Now she is on a roll and tells enthusiastically about how she supports colleagues through intervision, about the life stories that are sometimes so harrowing, about the invisible pain that lies hidden under ‘inadmissible’ parental and child behavior. She talks about how parents sometimes form an image of their child that is disadvantageous for the child and that does not correspond with what she, as a professional, notices in a detailed observation. This can lead to painful situations, in which the professional must really initiate actions that prevent the parental trauma from leading to a young child growing up lacking continuity in care, and developing a disorganised attachment style. That is difficult, precisely because Carla always strives to not separate parents and child from each other. In order to protect the child, she sometimes really has to take a stand, such as when mutual respect and joy appear to be missing from the relationship. She experiences micro-observations (extensively reviewing and discussing interactions recorded on video) as a very valuable tool. This method enables her to guide a practitioner through supervision and to identify what can be observed in the interaction and relationship formation between parent and child. Is the child really seen by the parent? Are body movements and eye contact properly interpreted? Does the parent see if the child is avoiding or withdrawing from contact or is not really absorbed in the relationship? What does the professional see and what does that mean? Is that really about what can be observed or does it have to do with the professional’s own views and fears, with the story we tell ourselves when we have a hard time understanding ourselves and the other? Can the professional reflect on their own experiences or feelings and how they colour the interpretation of parental behavior? These are intense, difficult, and often uncomfortable questions about one’s own thinking pattern, about what we think the other thinks, about what adults think in relation to the baby or the child.

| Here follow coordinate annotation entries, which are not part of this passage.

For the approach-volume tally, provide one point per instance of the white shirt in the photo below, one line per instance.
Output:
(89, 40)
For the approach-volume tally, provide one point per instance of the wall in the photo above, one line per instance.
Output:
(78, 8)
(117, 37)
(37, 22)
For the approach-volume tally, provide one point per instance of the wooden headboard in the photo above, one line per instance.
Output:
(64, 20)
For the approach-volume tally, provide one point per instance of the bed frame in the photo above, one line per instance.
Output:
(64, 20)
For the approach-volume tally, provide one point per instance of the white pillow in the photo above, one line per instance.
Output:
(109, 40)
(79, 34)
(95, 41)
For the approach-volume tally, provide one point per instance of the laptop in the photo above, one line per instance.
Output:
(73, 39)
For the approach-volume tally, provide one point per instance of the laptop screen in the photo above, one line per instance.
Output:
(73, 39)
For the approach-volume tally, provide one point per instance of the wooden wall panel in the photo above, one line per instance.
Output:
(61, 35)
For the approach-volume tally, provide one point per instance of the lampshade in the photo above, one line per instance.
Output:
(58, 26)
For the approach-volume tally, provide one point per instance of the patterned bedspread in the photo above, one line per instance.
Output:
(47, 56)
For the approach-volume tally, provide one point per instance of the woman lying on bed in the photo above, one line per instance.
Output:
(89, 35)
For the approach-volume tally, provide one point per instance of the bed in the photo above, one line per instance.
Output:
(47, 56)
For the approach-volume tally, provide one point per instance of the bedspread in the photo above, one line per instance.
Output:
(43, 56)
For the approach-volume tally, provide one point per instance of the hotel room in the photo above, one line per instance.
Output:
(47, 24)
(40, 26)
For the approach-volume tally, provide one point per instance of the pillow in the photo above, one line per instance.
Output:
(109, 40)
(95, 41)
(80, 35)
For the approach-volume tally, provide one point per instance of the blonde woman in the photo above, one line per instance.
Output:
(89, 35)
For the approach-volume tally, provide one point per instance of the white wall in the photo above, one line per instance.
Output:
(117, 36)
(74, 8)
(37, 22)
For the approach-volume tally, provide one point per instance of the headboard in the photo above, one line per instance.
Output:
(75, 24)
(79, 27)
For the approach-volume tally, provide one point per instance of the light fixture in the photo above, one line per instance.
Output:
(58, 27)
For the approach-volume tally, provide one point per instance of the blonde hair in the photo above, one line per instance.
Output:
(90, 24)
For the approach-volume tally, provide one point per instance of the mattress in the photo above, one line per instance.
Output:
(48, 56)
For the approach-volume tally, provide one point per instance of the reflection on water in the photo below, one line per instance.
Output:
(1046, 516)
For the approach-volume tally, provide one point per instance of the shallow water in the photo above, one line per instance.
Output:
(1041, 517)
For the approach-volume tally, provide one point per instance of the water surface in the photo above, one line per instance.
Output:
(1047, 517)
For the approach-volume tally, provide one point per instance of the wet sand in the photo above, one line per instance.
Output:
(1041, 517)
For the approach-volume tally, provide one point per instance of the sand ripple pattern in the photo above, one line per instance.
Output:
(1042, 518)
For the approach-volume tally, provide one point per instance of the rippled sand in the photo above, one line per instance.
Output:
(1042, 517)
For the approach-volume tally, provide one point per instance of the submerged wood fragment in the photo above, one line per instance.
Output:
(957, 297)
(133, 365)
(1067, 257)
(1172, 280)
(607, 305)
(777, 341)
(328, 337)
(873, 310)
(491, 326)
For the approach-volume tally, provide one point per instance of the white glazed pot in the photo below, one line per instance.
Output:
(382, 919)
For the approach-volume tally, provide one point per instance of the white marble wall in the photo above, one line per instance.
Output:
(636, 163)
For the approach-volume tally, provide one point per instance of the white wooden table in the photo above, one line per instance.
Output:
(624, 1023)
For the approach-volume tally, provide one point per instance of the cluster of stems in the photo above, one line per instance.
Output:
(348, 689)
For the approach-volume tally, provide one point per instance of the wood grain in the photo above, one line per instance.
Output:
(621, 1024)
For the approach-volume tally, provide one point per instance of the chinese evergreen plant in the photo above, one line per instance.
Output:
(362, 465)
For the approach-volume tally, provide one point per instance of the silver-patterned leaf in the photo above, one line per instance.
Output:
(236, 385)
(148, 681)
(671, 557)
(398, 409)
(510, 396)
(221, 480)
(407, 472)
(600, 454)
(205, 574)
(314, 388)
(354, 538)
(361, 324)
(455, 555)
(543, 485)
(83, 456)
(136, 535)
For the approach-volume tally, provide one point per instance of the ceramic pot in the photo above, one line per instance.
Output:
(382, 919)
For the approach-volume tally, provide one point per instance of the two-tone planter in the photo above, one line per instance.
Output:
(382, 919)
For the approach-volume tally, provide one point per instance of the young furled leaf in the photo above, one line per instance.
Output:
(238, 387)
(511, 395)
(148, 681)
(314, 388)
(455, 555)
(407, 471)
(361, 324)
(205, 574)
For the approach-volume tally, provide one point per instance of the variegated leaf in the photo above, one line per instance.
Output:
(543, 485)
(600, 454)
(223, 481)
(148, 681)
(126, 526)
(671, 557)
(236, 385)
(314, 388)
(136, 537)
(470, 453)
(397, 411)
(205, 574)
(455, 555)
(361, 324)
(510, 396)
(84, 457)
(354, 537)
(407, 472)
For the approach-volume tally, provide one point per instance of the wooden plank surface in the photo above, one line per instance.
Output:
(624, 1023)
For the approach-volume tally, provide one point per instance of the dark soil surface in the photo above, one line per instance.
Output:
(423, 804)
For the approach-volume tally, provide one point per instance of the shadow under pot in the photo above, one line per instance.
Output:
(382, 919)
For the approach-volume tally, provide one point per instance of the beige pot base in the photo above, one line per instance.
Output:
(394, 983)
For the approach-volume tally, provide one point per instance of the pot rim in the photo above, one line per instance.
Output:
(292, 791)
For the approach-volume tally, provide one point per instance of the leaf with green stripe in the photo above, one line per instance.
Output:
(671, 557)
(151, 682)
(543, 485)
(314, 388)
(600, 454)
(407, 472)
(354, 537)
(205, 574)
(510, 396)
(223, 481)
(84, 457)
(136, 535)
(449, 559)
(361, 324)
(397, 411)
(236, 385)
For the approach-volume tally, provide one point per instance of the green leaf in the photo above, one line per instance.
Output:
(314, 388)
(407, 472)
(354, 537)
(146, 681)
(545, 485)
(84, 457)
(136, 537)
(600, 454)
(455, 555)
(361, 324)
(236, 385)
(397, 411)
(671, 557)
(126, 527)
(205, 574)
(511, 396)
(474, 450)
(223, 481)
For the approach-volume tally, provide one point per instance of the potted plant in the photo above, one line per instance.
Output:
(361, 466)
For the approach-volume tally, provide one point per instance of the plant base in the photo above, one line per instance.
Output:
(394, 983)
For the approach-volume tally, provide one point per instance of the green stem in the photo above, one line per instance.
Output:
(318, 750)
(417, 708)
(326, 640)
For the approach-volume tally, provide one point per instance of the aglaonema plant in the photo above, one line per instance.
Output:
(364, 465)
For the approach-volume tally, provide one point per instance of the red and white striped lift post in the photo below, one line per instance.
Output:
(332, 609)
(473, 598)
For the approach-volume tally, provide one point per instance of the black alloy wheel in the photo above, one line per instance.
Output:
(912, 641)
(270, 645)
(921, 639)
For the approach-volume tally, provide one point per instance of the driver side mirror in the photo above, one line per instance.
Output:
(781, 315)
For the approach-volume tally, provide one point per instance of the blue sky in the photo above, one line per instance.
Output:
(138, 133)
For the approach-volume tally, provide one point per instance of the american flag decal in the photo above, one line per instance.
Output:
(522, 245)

Carla: “It is very important to first really visualise the body language without judgment. A naked child who sucks on his own hands or fidgets in his own crotch is engaged in self-regulation. If a parent does not understand this and (as a result of certain normative views) only corrects that behavior, but does not see the underlying need, this usually leads to insufficient co-regulation between parent and child.” She explains that it is important to investigate whether the parent can mentalise, can relate to the child, can learn to see what is going on in the baby. “A child who looks away asks with his body: ‘Mom, what are you actually doing?’ or ‘Do you see that I’m gone for a bit?’ If you take a step back and just look at the baby… what do you see, what do you feel, what do you think? I also really encourage young colleagues: ‘Keep looking at the baby and stay in touch with the parents. Help them to interpret what there is to see, because if you do not do it, if you do not create space for the emotions, feelings and thoughts, how should this unique relationship recover if until now, parent and child struggle understanding one another?’ This is what matters, not the normative judgments or the thought patterns of the health care provider.”